In its heyday it was a fairly important side and it dominated many local sites like Bonampak. It even rivalled Palenque at one point. It reached it's greatest power under King Shield Jaguar 2 who died in 742.
The city of Palenque is basically designed for tourists to come in, see the ruins and some nearby attractions and then head off into another destination. It's small enough that it is easy to walk where you need to go. And it's not too small that you end thinking I can't wait to get out of here as soon as you arrive. There are plenty of travel shops offering tours to various sights in Chiapas and abroad. Lots of souvenirs stores (but I did find the Mayan Riveria located in Quitana Roo a better place to buy Chiapas souvenirs than in this town) selling their souvenirs. There is a good selection of restaurants some being really tasty. Good internet cafes and a huge selection of accomodations catering to most budgets. The plaza is quite nice although hidden underneath stalls sell more tourist stuff.
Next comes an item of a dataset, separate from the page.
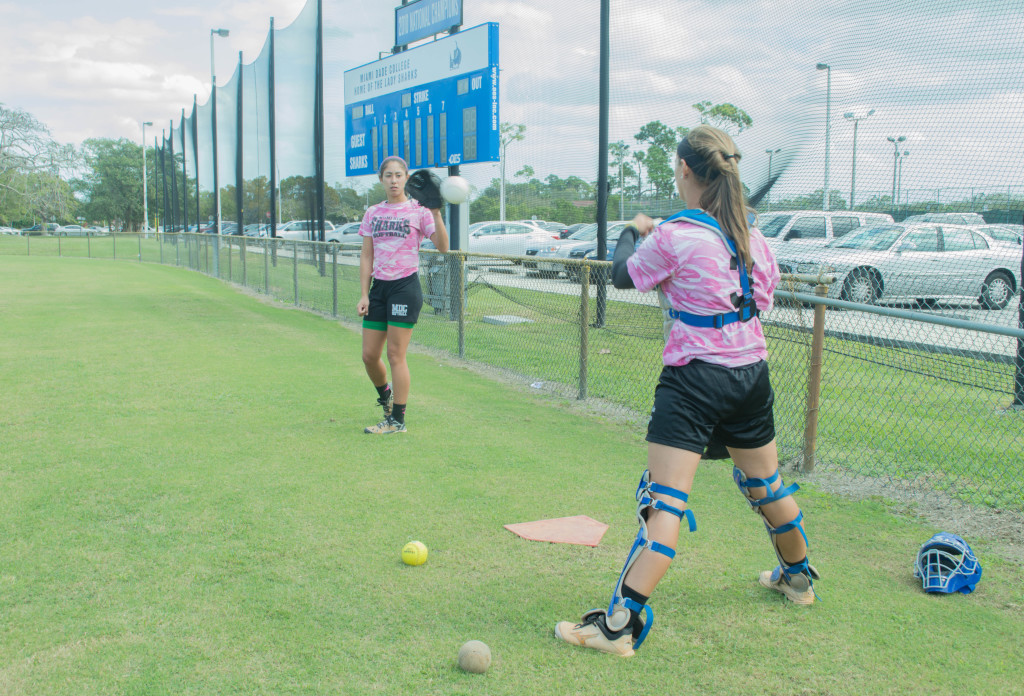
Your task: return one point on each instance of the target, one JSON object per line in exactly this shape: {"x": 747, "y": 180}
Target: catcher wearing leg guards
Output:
{"x": 714, "y": 274}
At the beginning of the city there is a nice Mayan Head statue that greets visitors in this city of around 85,000 people.
In the Painted Rooms, All Walls are Painted
"Discovered" in 1946 by Giles Healy, Bonampak would be an average Mayan site if it weren't for the murals that are which makes it worthy stop if you are in the area. In Structure 1 there are 3 rooms that are completed painted. It is currently the only Mayan ruins that the paintings are so detailed and well preserved. The ruins themselve are a fair size with a lot of stairs. There are a couple of large stelae in the area but the majority of the site is located at one building (picture 2). From where the van drops you off to the ruins is about a 500m walk crossing an old airfield. I cannot remember the price for entrance but I believe it is only a couple of bucks, more if you have a video camera. There are some unimpressive souvenir shops here and a store. Bonampak is located close to the Guatemalan border nearish the frontier town of Frontera Corozal.
These are some picturesque waterfalls about 55-60 km west of Palenque. It's a series of waterfalls that go one for between 1 and 2 km, one after another with the occasional swimming spot in between. It's a great place for swimming but if you didn't come in your own private car there is nowhere to lock up your stuff. The water is really a nice blue due the mineral content. Located along the path that goes along the waterfalls are a whole bunch of restaurants and souvenir stores. Some of the restaurants are decently priced. I came here but those tourist shuttles that they have in Palenque. I payed US $10 for land transport to Palenque ruins, Misol-Ha, here and back to Palenque.